With its Marxist overtones, liberation theology's battle with the Vatican -- especially under the reign of the late Pope John Paul II, the proud son of Poland who is credited with helping to bring down the Soviet empire -- is often interpreted as a final vestige of the Cold War. But that's a simplistic reading.
The Cold War was fought against a centralized empire that forbade the public worship of God. Liberation theology manifests in an almost perfectly opposite form: it offers a highly decentralized structure for worship and political activity. It has flourished in Brazil, which has the largest Catholic population of any country, because it suits the culture of the nation's numerous poor people, empowering them to act on their own behalf and to practice their Catholic faith in a more charismatic form than is found in the urban churches run by the bishops. Brazil's 80,000 religious "base communities," the fruits of liberation theology, serve yet another practical purpose: like their counterparts in the United States and Europe, Brazilian Catholics suffer a lack of priests. Base communities center on worship led by laypeople.
Therein lies the church's great problem with liberation theology. It is threatened less by Marxist economic ideas than by the demand for a decentralized church led by worshippers, the practitioners who came to be known during the Second Vatican Council as "the people of God."

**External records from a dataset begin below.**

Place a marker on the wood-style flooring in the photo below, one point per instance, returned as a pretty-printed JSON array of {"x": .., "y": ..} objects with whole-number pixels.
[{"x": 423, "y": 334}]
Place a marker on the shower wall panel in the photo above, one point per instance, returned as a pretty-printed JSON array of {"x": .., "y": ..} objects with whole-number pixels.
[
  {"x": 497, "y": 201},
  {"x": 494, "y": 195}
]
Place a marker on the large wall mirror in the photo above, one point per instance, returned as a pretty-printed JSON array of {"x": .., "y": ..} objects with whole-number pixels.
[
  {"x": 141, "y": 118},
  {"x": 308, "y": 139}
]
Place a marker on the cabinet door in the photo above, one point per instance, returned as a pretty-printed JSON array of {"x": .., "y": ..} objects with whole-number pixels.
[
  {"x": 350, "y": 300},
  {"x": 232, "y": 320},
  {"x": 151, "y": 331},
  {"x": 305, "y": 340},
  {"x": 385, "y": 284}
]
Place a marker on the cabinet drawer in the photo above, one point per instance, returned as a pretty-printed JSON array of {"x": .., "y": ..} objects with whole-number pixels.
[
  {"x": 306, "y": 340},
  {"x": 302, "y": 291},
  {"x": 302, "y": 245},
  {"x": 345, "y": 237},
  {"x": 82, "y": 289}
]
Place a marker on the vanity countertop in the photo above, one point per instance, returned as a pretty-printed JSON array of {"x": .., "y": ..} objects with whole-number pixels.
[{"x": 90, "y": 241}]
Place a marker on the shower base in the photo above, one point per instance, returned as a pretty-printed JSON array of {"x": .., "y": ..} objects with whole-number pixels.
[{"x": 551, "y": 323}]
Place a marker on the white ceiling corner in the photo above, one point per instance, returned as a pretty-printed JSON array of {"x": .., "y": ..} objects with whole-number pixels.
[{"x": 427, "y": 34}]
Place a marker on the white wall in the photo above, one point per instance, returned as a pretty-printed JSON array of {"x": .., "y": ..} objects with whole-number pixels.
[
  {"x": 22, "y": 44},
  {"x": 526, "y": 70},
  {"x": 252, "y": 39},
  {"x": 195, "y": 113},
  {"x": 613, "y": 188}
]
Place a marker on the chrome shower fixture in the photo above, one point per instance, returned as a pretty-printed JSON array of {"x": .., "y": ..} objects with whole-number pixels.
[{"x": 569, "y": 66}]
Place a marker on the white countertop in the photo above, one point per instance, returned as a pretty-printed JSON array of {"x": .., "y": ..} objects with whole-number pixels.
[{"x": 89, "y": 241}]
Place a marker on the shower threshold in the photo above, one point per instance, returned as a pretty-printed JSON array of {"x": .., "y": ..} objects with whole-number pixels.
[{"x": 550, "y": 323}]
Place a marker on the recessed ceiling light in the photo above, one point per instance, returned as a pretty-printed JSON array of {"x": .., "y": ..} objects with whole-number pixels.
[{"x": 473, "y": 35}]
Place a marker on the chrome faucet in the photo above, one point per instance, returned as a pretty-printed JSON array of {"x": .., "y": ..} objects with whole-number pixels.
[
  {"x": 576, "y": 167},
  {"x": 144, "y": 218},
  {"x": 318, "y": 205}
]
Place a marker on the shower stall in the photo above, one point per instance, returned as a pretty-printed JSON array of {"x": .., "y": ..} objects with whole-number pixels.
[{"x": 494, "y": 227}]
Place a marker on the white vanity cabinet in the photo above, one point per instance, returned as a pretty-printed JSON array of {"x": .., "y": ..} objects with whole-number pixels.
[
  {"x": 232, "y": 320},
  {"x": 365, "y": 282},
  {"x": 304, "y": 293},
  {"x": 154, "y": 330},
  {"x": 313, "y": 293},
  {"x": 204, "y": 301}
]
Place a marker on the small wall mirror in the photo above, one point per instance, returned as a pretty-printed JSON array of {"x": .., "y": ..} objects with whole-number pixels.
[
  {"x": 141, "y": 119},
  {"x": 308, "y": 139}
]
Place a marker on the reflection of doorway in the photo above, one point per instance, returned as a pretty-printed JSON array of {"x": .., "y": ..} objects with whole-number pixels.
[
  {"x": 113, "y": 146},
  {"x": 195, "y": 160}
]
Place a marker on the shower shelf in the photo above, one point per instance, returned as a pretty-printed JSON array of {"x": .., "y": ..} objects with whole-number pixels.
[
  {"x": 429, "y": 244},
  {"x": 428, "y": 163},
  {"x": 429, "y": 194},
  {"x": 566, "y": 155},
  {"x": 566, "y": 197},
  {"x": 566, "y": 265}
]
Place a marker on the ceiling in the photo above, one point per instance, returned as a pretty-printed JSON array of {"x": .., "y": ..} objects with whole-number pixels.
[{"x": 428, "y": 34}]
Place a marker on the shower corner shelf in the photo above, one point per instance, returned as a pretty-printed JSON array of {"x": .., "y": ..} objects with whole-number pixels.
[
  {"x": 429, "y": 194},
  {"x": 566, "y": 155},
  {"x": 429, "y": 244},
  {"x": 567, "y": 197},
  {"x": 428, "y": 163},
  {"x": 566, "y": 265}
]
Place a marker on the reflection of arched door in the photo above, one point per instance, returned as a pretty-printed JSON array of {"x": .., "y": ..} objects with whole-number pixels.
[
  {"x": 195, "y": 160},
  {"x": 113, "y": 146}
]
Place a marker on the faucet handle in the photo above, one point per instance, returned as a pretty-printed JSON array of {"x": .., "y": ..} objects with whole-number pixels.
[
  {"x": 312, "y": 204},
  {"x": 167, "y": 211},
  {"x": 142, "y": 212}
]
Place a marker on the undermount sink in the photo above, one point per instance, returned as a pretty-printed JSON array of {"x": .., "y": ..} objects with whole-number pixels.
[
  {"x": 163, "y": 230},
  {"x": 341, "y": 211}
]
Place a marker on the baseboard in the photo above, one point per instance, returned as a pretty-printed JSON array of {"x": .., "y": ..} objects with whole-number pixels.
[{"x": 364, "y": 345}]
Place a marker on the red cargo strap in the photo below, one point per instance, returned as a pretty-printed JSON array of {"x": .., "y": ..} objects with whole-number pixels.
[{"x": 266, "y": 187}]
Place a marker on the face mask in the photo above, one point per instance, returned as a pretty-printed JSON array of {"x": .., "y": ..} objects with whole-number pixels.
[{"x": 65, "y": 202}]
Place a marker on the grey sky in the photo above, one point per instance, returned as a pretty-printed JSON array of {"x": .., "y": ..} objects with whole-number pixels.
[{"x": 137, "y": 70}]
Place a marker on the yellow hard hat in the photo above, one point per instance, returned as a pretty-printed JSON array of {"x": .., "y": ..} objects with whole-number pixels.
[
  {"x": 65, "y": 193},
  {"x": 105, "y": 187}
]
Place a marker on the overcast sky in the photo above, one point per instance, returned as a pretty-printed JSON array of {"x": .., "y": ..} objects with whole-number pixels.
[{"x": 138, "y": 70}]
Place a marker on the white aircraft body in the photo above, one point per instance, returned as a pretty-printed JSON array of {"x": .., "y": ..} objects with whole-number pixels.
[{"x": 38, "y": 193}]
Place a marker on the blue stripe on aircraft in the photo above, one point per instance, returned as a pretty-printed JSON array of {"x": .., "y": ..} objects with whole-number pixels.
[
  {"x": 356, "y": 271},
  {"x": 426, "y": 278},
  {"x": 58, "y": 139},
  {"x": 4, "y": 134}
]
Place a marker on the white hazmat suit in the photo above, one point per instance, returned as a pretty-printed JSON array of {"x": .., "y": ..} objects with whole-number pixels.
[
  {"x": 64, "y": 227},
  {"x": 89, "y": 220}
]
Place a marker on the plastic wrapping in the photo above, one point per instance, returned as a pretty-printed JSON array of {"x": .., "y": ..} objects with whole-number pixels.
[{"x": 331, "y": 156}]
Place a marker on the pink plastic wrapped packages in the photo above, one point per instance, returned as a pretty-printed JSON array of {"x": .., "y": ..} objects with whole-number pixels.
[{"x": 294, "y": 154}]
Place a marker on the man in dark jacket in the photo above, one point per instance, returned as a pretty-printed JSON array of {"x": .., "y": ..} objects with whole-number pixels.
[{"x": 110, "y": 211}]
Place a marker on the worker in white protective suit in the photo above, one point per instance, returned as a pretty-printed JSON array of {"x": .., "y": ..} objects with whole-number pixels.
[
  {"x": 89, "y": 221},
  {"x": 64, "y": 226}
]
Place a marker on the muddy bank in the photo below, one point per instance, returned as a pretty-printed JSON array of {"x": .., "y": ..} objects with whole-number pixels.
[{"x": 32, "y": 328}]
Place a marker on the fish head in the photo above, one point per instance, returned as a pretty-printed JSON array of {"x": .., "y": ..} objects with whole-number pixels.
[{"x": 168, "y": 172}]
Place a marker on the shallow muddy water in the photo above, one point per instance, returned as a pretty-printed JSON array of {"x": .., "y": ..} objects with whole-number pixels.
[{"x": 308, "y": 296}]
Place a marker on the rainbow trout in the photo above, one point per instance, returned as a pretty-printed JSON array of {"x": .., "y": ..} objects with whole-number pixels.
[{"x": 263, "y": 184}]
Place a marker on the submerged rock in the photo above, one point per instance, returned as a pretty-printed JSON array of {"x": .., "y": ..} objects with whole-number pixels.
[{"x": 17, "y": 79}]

In Europe, as I wrote two weeks ago, the churches are empty while Catholic lay movements thrive. Poland is the most notable exception to the rule -- the one country to maintain unwavering loyalty to the institutional church in the decades following the bloody destruction of World War II. During Poland's Herculean struggle against the Soviet Union, the Vatican played the role of liberator; it provided critical support to the anti-Soviet movement. To that end, the centralized institutional infrastructure served brilliantly, and the Catholic identity of one Slavic people became the symbol of differentiation between them and their non-Catholic Slavic overlords.

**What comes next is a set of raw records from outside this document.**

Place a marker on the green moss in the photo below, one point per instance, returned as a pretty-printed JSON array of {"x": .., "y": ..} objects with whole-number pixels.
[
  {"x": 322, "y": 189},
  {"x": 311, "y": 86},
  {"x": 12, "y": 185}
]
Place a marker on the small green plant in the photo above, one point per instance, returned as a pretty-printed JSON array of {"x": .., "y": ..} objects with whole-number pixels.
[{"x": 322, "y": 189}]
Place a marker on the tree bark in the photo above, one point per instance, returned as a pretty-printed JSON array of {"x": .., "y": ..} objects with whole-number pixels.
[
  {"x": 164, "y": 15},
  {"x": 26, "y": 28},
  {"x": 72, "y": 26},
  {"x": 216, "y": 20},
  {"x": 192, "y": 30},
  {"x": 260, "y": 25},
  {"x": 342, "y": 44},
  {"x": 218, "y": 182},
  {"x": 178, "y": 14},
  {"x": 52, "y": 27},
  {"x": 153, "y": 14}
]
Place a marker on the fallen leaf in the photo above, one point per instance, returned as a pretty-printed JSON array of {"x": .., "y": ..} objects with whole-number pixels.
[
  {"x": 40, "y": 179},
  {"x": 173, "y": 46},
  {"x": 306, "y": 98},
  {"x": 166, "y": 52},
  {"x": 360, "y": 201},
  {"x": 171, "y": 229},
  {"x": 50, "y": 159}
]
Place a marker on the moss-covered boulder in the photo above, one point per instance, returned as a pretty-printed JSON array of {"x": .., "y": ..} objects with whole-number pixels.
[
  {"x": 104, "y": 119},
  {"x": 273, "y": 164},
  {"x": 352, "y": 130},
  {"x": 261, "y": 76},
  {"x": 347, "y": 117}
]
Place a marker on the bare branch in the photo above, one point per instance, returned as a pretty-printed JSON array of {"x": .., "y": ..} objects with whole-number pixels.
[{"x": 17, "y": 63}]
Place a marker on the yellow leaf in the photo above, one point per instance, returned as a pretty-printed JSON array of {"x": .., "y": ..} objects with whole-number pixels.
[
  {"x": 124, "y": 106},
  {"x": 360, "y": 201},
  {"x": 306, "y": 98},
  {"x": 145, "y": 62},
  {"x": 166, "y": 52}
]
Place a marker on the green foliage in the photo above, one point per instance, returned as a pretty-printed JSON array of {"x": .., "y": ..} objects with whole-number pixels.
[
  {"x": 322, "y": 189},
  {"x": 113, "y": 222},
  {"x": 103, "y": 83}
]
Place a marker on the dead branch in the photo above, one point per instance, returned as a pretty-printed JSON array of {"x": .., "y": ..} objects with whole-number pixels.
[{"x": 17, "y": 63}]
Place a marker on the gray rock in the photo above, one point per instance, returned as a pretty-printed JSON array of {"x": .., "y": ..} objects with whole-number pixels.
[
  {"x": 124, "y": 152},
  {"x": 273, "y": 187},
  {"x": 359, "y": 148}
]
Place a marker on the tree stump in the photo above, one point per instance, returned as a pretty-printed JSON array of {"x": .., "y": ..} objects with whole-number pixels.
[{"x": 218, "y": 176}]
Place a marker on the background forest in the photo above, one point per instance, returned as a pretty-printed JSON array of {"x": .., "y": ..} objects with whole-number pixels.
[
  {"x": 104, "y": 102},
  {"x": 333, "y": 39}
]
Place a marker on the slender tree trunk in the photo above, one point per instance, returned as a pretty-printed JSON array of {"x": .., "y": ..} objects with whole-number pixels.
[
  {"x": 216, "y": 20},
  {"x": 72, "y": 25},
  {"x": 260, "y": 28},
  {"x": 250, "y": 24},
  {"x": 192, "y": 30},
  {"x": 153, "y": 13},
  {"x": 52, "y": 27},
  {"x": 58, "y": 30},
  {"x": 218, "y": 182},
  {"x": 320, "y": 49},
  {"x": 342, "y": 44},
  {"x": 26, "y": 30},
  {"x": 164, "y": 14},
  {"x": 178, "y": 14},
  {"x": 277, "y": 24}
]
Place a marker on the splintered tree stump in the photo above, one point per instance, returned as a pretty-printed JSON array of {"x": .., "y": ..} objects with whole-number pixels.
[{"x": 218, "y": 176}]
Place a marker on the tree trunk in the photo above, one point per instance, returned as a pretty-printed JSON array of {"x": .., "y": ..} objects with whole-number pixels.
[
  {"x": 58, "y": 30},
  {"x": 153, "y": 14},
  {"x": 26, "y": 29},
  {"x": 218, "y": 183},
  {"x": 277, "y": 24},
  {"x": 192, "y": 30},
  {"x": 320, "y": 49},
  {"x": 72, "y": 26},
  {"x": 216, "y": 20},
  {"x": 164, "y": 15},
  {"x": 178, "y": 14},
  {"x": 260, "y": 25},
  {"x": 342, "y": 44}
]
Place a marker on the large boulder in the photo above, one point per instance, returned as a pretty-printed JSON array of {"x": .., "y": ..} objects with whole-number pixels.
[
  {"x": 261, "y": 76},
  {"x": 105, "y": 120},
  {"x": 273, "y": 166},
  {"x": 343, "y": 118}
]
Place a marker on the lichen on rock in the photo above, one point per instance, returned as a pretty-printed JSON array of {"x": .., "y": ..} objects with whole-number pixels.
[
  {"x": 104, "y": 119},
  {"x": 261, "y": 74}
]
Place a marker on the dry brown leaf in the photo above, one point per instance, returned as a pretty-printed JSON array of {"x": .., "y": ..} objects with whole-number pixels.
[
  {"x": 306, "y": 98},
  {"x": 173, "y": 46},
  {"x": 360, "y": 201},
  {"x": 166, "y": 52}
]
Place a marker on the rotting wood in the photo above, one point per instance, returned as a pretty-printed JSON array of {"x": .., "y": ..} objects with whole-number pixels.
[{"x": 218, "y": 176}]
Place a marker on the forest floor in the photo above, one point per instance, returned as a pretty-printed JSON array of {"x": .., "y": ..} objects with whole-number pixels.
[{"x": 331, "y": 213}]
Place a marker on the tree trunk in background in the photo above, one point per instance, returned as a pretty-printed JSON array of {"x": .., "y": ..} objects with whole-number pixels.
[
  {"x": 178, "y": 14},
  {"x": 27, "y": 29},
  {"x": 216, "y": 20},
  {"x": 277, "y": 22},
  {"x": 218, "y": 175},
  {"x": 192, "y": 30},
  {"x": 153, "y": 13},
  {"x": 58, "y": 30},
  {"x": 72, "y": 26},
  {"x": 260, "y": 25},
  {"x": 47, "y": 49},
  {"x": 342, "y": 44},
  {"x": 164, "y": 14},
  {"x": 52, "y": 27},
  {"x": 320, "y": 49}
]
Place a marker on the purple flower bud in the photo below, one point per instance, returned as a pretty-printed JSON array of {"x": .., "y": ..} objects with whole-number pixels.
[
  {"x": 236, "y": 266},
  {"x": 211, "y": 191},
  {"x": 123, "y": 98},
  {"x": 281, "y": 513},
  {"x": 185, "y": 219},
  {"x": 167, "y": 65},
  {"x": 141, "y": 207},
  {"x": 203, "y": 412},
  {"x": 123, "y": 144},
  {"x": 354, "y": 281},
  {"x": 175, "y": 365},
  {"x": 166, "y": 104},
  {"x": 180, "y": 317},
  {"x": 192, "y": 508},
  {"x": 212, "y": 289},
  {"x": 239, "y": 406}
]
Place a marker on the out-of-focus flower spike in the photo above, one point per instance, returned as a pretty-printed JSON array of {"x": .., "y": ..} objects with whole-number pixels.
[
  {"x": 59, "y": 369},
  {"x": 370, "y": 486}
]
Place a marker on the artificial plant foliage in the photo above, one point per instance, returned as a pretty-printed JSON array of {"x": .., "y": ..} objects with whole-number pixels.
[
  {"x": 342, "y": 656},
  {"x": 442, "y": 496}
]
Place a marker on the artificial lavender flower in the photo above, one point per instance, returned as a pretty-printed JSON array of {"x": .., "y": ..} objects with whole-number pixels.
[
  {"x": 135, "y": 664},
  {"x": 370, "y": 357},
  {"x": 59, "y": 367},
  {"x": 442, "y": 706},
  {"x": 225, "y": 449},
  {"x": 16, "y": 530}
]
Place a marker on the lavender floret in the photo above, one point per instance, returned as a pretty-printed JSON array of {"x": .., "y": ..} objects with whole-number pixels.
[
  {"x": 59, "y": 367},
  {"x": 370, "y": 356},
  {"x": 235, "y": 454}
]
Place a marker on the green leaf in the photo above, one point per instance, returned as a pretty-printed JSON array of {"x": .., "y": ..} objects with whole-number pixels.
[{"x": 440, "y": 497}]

In Brazil, the history of the European church is less noble. It often sided with the interests of wealthy land-owners who maintained the chasm between themselves and the nation's abjectly poor masses. One need only look at the history of the right-wing Catholic movement Tradition, Family and Property to get a taste of that reality. The Vatican, along with political and business interests, managed to stifle liberation theology in much of Latin America, but never succeeded in Brazil, where the new form was born. Like the bossa nova, which literally translates to "new trend," liberation theology survives in Brazil in part because of its birth as a genuine expression of the nation's own culture.

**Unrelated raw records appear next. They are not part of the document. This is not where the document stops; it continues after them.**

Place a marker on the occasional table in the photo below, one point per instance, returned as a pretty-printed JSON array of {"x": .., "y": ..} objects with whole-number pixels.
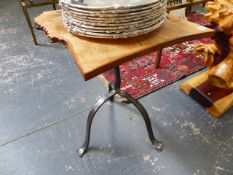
[{"x": 95, "y": 56}]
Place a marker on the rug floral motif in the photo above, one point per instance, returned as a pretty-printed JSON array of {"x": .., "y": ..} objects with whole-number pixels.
[{"x": 139, "y": 76}]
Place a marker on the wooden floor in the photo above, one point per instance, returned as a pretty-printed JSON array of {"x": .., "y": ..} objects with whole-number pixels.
[{"x": 44, "y": 103}]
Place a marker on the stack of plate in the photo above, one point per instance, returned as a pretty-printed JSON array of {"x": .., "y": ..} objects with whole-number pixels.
[{"x": 112, "y": 18}]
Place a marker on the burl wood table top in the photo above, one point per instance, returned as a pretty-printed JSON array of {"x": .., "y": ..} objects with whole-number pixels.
[{"x": 95, "y": 56}]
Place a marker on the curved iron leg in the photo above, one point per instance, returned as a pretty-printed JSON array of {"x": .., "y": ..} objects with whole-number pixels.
[
  {"x": 91, "y": 115},
  {"x": 156, "y": 144}
]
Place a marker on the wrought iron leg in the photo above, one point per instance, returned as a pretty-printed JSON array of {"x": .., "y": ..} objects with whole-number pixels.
[
  {"x": 54, "y": 6},
  {"x": 113, "y": 90},
  {"x": 25, "y": 11},
  {"x": 156, "y": 144},
  {"x": 91, "y": 115}
]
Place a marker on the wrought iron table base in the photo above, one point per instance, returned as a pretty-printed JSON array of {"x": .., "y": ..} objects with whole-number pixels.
[{"x": 113, "y": 90}]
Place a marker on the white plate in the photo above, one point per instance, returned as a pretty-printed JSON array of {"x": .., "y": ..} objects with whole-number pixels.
[
  {"x": 108, "y": 4},
  {"x": 110, "y": 21},
  {"x": 118, "y": 33},
  {"x": 108, "y": 14},
  {"x": 115, "y": 24}
]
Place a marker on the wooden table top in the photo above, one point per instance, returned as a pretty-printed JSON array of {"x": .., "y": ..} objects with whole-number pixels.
[{"x": 95, "y": 56}]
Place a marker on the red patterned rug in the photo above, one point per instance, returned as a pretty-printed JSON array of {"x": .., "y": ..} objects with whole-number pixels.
[{"x": 139, "y": 77}]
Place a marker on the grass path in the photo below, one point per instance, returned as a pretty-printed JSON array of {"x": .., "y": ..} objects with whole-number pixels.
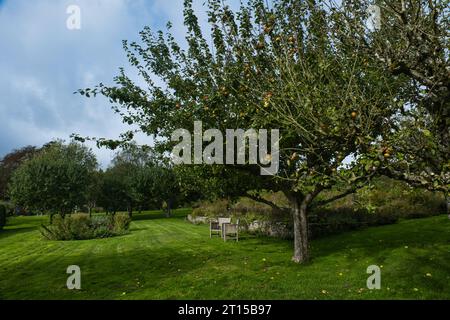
[{"x": 171, "y": 259}]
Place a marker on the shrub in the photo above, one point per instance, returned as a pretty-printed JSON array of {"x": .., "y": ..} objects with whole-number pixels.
[
  {"x": 121, "y": 223},
  {"x": 82, "y": 227},
  {"x": 2, "y": 216}
]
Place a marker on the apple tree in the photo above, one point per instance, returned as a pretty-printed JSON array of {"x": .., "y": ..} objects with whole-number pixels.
[{"x": 265, "y": 66}]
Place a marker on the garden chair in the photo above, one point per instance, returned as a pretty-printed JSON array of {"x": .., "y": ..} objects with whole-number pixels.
[
  {"x": 231, "y": 231},
  {"x": 216, "y": 227}
]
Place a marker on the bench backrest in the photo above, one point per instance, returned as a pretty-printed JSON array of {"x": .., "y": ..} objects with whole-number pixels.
[{"x": 224, "y": 220}]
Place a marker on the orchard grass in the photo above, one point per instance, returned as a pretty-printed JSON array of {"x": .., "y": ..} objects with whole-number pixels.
[{"x": 169, "y": 258}]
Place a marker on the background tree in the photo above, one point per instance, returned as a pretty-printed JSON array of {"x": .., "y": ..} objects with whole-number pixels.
[
  {"x": 278, "y": 67},
  {"x": 55, "y": 180},
  {"x": 412, "y": 42},
  {"x": 11, "y": 162}
]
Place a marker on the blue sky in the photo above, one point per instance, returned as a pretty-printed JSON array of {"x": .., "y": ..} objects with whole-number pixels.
[{"x": 42, "y": 63}]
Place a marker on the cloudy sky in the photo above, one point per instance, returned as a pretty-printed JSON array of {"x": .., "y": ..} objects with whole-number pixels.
[{"x": 42, "y": 63}]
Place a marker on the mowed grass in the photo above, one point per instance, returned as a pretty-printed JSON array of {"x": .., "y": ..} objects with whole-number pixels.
[{"x": 172, "y": 259}]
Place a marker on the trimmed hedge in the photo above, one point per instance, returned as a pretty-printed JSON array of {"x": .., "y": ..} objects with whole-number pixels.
[{"x": 82, "y": 227}]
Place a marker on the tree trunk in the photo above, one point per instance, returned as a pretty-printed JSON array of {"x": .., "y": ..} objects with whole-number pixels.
[
  {"x": 130, "y": 211},
  {"x": 447, "y": 200},
  {"x": 301, "y": 241},
  {"x": 169, "y": 208},
  {"x": 299, "y": 205}
]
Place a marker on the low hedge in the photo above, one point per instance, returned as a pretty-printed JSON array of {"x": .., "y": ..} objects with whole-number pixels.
[{"x": 82, "y": 227}]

Today, the media are rife with reasons for Benedict's voyage to Brazil. He's said to come to help to stem the tide of conversions from Catholicism to Pentecostal Protestant sects, or to warn Brazilians of the spiritual peril of abortion, contraception and female empowerment. He'll no doubt do the latter, but I doubt he's journeyed so far to do the former. Benedict has claimed not to be troubled by the falling away of Catholics in the Western world; he'd rather have a small number of loyal, obedient adherents to the faith, it's been said, than a large number who make up their own rules. His interaction with Lula, who supports the distribution of condoms for HIV-AIDS prevention, will no doubt be telling, as will be his meetings with Brazil's bishops.
Published schedules do not make clear whether he will invite members of Brazil's right-wing Catholic groups to any of the events over which he will preside. But no matter what his agenda, Pope Benedict XVI will arrive in Sao Paulo having done for Brazil's liberation theology movement what the Soviet Union did for Polish Catholicism: strengthened its cultural role in the life of everyday people.